The documentation says “An object which has no owner can be fetched with "null" and is useful for global objects which all users should be able to read.”
Therefore, I manually modified the object through the console, and replaced the userid by 1. 00000000-0000-0000-0000-000000000000 which makes the object readable from both sessions S1 and S2.
I see the documentation says that the ownership of the object can be adjusted at runtime when the object is created.
Is there any way to achieve the same from the client? Can I authenticate as the default account with userid 00000000-0000-0000-0000-000000000000? Can I impersonate the session on the WriteStorageObject request?
Hey @Jorge, could you share the code you are using to create and then read the storage object?
I think don’t worry about the global object workaround since you should be able to use the client to read S1’s object from S2 if you are using a PublicRead and passing S1’s user ID to the listStorageObjects call from S2.
I just replaced ReadStorageObjectsAsync by ListStorageObjectsAsync.
I noticed that a Storage Object is uniquely identified by Collection + Key + User Id, so to read an Storage Object I actually need to know the user id of the owner of the object, but I can list all storage objects of a collection as far as they are configured as public read.

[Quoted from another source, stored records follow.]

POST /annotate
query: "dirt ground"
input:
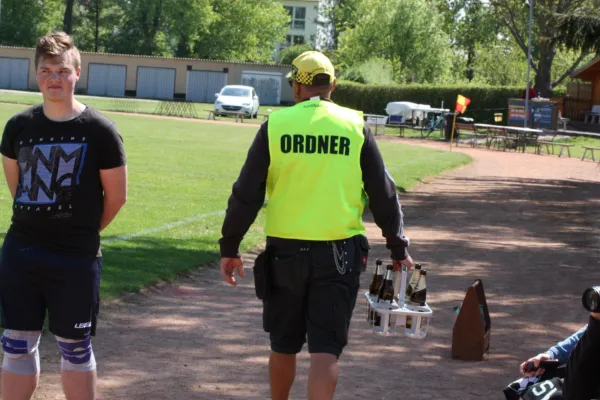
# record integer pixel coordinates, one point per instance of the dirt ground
(527, 225)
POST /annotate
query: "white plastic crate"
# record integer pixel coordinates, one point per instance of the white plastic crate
(394, 317)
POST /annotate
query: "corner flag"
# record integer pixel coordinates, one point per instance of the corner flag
(461, 103)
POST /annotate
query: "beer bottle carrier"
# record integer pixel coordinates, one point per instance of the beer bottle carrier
(393, 317)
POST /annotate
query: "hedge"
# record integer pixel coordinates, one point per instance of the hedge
(373, 99)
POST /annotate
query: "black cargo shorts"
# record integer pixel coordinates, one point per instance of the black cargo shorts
(313, 291)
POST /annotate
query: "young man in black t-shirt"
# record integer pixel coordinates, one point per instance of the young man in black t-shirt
(65, 166)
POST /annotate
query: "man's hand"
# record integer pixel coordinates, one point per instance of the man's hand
(228, 267)
(398, 264)
(536, 361)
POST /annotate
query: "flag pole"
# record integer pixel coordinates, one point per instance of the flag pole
(453, 126)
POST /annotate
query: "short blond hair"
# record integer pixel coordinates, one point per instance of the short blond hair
(56, 44)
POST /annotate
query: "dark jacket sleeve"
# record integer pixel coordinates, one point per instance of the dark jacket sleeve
(383, 198)
(247, 196)
(581, 379)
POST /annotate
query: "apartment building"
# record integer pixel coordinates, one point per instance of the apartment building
(303, 27)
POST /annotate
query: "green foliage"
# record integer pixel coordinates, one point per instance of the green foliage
(338, 16)
(485, 100)
(245, 30)
(290, 53)
(23, 21)
(373, 71)
(407, 33)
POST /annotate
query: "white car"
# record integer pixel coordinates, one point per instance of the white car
(237, 98)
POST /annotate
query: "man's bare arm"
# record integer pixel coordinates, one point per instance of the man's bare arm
(114, 184)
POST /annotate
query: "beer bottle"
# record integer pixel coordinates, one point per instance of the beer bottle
(377, 279)
(414, 278)
(419, 294)
(386, 291)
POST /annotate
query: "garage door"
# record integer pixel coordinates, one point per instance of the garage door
(106, 80)
(14, 73)
(266, 84)
(156, 83)
(202, 85)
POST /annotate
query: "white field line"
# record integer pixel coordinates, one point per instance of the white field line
(161, 228)
(199, 217)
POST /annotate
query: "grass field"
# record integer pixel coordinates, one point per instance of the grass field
(180, 173)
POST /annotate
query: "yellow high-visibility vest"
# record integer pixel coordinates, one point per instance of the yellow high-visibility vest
(314, 184)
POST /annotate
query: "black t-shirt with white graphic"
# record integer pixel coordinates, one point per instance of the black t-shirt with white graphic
(59, 199)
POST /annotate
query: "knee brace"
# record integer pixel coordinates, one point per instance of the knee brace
(76, 355)
(21, 355)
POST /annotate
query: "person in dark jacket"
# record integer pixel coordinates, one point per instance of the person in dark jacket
(581, 380)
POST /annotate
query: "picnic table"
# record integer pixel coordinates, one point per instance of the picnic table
(520, 136)
(377, 121)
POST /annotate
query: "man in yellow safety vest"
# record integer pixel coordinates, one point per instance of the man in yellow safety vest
(318, 163)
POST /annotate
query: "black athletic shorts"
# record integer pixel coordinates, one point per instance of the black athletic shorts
(33, 279)
(312, 296)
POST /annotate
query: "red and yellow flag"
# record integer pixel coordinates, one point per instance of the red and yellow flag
(461, 103)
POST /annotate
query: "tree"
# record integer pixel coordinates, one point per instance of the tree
(68, 18)
(417, 46)
(514, 15)
(23, 21)
(476, 27)
(579, 32)
(338, 16)
(244, 30)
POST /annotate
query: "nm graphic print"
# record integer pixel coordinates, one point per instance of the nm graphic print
(49, 172)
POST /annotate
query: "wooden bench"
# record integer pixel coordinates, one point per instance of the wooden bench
(461, 129)
(400, 128)
(591, 150)
(238, 115)
(563, 146)
(593, 114)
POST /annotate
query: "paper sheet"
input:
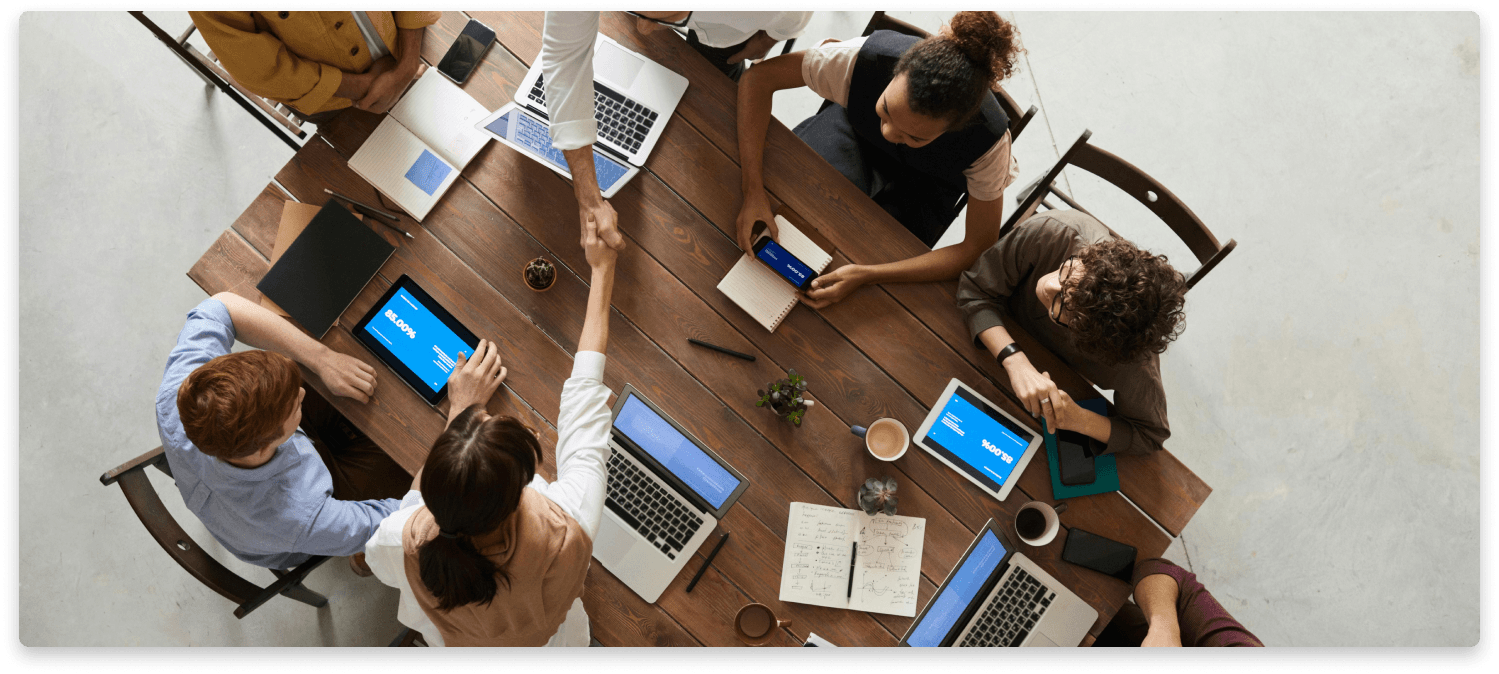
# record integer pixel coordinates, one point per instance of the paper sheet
(886, 574)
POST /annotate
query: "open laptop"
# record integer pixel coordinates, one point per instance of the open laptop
(997, 596)
(666, 495)
(633, 98)
(978, 439)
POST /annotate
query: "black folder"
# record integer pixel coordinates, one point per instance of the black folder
(326, 268)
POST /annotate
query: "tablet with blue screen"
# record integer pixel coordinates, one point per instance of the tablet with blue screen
(978, 439)
(418, 339)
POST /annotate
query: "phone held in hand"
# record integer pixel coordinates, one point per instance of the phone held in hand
(466, 51)
(783, 262)
(1102, 554)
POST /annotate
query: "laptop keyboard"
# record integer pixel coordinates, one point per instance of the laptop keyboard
(621, 120)
(645, 506)
(1014, 611)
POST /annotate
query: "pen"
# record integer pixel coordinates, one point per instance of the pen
(372, 211)
(852, 559)
(711, 554)
(721, 349)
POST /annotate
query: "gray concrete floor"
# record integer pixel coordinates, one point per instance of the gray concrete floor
(1327, 385)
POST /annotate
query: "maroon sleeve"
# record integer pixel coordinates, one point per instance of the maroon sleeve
(1202, 619)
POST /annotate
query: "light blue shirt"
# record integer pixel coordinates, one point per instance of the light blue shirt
(276, 514)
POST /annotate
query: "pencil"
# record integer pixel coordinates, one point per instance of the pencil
(711, 554)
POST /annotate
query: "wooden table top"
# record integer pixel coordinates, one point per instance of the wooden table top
(885, 351)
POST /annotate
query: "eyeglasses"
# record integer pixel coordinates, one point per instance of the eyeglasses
(679, 24)
(1059, 303)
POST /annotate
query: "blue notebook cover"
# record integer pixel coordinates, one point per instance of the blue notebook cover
(1105, 474)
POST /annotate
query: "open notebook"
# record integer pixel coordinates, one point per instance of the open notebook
(417, 152)
(762, 292)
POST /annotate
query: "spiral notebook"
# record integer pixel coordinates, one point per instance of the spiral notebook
(762, 292)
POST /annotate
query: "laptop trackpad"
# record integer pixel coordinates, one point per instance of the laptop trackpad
(616, 66)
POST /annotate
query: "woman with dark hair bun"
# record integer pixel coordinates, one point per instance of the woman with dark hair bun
(484, 551)
(1099, 303)
(912, 122)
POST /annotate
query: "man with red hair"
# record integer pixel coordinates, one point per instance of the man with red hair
(272, 493)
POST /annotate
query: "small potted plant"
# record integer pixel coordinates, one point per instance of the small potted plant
(877, 496)
(787, 397)
(538, 274)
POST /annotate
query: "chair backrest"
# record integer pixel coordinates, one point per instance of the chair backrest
(1135, 183)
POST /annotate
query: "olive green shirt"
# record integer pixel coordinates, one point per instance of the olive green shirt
(1000, 289)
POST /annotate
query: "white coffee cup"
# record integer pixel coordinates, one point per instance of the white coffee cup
(1048, 514)
(883, 429)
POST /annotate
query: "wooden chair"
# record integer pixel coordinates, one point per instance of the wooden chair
(1135, 183)
(270, 113)
(194, 559)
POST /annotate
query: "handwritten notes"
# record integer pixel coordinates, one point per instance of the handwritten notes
(820, 548)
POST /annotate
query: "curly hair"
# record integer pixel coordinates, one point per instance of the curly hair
(949, 74)
(1126, 303)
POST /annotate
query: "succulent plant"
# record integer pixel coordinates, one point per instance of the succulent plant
(879, 496)
(787, 397)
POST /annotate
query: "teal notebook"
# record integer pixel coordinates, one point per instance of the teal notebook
(1105, 474)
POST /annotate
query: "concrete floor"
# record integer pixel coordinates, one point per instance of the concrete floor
(1327, 385)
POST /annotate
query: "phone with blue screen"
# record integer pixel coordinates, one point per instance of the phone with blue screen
(783, 262)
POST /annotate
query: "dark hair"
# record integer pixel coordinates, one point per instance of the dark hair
(1126, 303)
(949, 74)
(236, 405)
(472, 483)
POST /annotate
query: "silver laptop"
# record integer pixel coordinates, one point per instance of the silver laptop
(633, 98)
(997, 596)
(666, 495)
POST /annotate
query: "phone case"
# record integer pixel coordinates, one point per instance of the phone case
(1102, 554)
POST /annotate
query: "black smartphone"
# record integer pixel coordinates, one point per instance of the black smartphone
(1074, 462)
(466, 51)
(786, 265)
(1102, 554)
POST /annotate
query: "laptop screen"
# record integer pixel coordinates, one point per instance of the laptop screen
(973, 435)
(672, 450)
(963, 587)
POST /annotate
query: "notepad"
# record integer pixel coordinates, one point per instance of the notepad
(819, 559)
(760, 291)
(417, 152)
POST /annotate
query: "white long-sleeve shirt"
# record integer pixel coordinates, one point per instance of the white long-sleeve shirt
(582, 445)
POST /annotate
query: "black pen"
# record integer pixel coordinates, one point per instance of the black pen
(852, 559)
(711, 554)
(721, 349)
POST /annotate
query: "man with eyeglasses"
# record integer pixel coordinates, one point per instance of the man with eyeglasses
(1104, 306)
(567, 66)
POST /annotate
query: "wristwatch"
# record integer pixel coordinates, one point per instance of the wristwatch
(1008, 351)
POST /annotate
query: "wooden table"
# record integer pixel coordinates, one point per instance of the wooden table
(885, 351)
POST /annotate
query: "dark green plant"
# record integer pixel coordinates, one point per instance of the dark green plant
(787, 397)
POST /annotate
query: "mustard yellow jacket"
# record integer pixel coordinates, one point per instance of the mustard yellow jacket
(299, 57)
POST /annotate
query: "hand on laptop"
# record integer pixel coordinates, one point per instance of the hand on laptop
(345, 375)
(475, 379)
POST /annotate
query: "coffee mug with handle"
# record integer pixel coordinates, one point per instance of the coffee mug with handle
(756, 623)
(886, 427)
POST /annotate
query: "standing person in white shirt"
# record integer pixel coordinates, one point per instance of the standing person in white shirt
(567, 66)
(483, 550)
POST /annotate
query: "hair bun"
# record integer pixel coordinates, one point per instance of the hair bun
(987, 39)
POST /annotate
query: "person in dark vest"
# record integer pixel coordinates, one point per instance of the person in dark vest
(910, 122)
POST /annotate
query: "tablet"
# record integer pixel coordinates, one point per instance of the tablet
(415, 337)
(978, 439)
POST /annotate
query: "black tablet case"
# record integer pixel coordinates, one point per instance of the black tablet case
(324, 268)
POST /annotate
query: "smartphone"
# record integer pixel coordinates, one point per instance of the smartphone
(466, 51)
(1074, 462)
(784, 264)
(1098, 553)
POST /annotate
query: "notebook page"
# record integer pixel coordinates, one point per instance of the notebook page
(390, 155)
(442, 116)
(759, 291)
(819, 545)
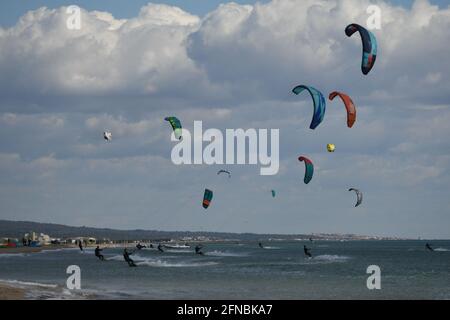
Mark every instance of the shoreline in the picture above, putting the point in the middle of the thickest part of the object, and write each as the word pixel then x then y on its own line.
pixel 8 292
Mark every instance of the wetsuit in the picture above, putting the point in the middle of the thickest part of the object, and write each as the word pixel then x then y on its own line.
pixel 98 255
pixel 127 258
pixel 197 250
pixel 306 250
pixel 140 246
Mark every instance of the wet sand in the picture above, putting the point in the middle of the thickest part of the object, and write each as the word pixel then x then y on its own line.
pixel 33 249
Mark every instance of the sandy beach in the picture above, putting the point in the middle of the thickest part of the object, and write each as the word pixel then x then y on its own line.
pixel 33 249
pixel 11 293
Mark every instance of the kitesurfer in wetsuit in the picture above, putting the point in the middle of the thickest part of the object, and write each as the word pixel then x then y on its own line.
pixel 197 250
pixel 139 246
pixel 126 256
pixel 98 254
pixel 306 250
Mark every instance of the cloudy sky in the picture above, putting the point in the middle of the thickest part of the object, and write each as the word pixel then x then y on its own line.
pixel 231 65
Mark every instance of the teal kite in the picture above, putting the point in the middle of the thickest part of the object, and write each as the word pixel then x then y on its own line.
pixel 319 104
pixel 176 126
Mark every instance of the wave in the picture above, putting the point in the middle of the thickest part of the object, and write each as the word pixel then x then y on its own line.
pixel 12 255
pixel 28 284
pixel 176 246
pixel 331 258
pixel 217 253
pixel 160 263
pixel 178 251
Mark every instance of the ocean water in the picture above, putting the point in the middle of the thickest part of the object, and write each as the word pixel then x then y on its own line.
pixel 240 271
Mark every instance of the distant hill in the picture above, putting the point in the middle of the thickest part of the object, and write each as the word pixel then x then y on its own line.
pixel 16 229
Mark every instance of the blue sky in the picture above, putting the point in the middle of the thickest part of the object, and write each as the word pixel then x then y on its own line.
pixel 136 63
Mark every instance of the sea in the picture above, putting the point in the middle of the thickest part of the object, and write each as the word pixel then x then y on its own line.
pixel 240 270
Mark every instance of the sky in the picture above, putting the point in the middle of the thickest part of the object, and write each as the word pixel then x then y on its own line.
pixel 232 66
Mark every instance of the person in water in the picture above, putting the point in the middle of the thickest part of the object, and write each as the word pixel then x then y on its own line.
pixel 197 250
pixel 307 251
pixel 126 256
pixel 98 254
pixel 139 246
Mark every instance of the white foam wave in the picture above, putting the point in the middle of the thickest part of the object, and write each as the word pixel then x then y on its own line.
pixel 160 263
pixel 217 253
pixel 331 258
pixel 12 255
pixel 28 284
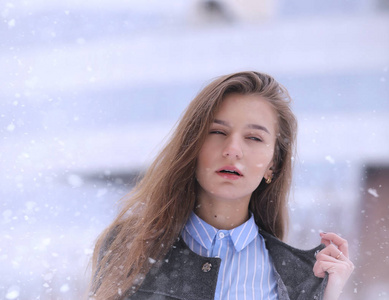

Is there any way to achieve the same from the client? Can I authenticate as the default account with userid 00000000-0000-0000-0000-000000000000? Can I impersonate the session on the WriteStorageObject request?
@Jorge Unfortunately to achieve what you’d want you’ll need to write a small RPC function that writes the object to the storage engine with the system user and public read permissions. By design system owned objects can only be created through authoritative code. Is there a reason you want to avoid the use of an RPC function?